Des multiples usages du terme d’intersectionnalité
Le terme d’intersectionnalité entraîne beaucoup de confusions, dans la mesure où il a généré plusieurs interprétations, plusieurs appropriations, et plusieurs usages. On peut définir au moins quatre usages différents du terme, deux dans l’espace universitaire, et deux dans l’espace militant.
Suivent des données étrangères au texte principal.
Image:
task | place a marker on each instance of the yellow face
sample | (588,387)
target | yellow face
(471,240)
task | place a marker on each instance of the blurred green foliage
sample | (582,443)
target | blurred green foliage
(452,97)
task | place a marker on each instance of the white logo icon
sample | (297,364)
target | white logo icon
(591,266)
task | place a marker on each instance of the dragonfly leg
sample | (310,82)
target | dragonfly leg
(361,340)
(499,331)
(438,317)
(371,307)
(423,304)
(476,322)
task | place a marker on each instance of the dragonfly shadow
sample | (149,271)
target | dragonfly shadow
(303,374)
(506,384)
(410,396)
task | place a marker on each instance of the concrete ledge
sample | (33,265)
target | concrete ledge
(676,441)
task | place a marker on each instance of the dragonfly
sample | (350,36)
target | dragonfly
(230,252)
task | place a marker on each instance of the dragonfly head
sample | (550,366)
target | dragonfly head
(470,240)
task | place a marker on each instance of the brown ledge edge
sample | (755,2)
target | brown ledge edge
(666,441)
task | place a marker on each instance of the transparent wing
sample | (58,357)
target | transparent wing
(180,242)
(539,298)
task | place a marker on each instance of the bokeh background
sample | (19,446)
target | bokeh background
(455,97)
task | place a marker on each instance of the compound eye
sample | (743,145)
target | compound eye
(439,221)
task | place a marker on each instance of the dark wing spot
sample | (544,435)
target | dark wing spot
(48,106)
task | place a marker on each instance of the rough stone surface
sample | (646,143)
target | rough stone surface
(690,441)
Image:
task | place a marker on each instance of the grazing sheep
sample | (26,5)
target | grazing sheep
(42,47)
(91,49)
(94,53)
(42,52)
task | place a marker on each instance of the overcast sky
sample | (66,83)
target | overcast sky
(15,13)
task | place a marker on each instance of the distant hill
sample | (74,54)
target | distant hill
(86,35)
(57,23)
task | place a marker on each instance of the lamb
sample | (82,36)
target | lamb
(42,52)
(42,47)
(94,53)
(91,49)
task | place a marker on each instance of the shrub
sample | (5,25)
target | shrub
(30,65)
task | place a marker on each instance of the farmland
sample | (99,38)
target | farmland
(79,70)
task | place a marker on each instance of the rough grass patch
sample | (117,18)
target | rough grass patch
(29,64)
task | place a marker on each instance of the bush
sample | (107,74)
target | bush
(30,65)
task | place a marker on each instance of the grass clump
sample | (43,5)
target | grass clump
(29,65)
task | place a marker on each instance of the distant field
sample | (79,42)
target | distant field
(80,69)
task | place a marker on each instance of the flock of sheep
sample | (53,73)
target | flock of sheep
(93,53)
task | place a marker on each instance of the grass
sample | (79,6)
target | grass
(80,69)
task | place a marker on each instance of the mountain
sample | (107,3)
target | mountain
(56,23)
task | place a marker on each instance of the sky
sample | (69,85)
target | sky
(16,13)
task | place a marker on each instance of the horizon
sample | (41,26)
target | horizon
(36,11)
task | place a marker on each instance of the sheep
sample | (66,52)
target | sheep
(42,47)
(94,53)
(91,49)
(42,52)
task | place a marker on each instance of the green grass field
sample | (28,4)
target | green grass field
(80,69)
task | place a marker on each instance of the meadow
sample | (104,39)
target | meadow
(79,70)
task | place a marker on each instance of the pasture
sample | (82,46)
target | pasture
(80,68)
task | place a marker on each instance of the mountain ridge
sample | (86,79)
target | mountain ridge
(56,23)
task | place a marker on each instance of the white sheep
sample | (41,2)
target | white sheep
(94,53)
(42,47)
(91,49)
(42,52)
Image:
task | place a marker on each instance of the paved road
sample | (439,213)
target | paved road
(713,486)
Initialement inventé dans la lignée des apports théoriques du black feminism par la juriste noire états-unienne Kimberlé Crenshaw, contre la tendance du droit à traiter des catégories de genre et de race comme mutuellement exclusives, il devait servir à défendre une analyse multidimensionnelle des dominations sociales [1]. Il était alors pensé valoir avant tout comme un prisme d’analyse par l’autrice [2].
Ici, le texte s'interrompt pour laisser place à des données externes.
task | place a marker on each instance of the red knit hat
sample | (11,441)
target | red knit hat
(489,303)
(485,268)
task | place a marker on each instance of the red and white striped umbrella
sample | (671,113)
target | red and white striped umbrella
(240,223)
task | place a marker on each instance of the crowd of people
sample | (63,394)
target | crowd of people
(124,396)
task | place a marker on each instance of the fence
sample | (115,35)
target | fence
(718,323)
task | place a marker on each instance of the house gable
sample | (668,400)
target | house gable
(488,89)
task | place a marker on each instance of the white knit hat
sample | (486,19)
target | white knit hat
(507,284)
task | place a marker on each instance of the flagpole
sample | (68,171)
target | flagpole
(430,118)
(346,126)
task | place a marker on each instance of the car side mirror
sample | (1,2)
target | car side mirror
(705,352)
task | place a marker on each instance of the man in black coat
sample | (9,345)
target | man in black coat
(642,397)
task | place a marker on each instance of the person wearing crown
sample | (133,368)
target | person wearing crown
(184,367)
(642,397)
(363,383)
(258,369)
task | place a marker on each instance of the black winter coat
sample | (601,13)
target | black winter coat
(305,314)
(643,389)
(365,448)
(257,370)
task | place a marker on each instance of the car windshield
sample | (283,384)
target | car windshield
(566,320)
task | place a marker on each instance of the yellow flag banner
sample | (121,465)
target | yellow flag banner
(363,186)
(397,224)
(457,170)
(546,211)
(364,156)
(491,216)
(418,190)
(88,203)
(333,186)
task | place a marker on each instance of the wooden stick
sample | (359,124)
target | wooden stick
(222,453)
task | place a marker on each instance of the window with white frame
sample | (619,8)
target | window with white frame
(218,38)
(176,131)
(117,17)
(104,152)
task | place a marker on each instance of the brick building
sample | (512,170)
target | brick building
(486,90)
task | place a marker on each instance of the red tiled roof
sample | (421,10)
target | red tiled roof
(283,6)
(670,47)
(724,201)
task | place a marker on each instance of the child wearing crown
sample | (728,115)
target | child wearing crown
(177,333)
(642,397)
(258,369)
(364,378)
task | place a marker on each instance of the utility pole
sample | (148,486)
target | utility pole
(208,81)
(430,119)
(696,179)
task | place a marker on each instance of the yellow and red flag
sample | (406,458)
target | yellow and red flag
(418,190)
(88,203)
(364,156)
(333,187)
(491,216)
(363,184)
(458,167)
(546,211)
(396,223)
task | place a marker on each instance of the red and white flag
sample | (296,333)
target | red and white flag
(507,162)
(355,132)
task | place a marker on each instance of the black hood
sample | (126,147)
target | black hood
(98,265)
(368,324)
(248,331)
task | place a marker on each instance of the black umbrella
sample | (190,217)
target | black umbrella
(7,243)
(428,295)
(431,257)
Sa réception en France à partir des années 2000 [3] est tout autant universitaire que militante. Le terme est alors approprié par la sociologie et devient une méthode, selon laquelle il est impossible d’isoler une domination sociale des autres (en particulier le genre, la classe et la race), car elles sont articulées les unes aux autres et se reconfigurent mutuellement. Si on en isole une, alors on ne peut la comprendre. Dans cette première appropriation française, l’intersectionnalité est devenue synonyme du croisement des oppressions. Mais l’intersectionnalité a également connu une appropriation militante. Pour les afro-féministes, elle est devenue la théorie de référence à partir de laquelle elles peuvent elles-mêmes élaborer et militer. Plus largement, les milieux militants d’extrême-gauche ont pu y voir une stratégie pour lutter contre les dominations sociales.
On voit qu’en changeant de contexte national, en changeant d’espace, l’intersectionnalité s’est métamorphosée. Pensée comme un outil/concept par son inventrice, elle est devenue une méthode pour la sociologie française, une théorie de référence pour les afro-féministes, voire une stratégie pour le milieu militant. Dès lors, plutôt que de critiquer l’intersectionnalité en soi, je défendrai l’idée qu’il faut défendre une certaine idée de l’intersectionnalité contre une autre. Mais quels aspects de l’intersectionnalité peuvent poser problème ?
Crédit Photo. Journée de grève et manifestation pour les droits des femmes, Paris, 8 mars 2021. © Photothèque Rouge / Martin Noda / Hans Lucas
Les limites de l’intersectionnalité comme stratégie
Je fais l’hypothèse que dans l’appropriation militante large de l’intersectionnalité, trois déformations ont été faites du concept initial, qu’il faut critiquer.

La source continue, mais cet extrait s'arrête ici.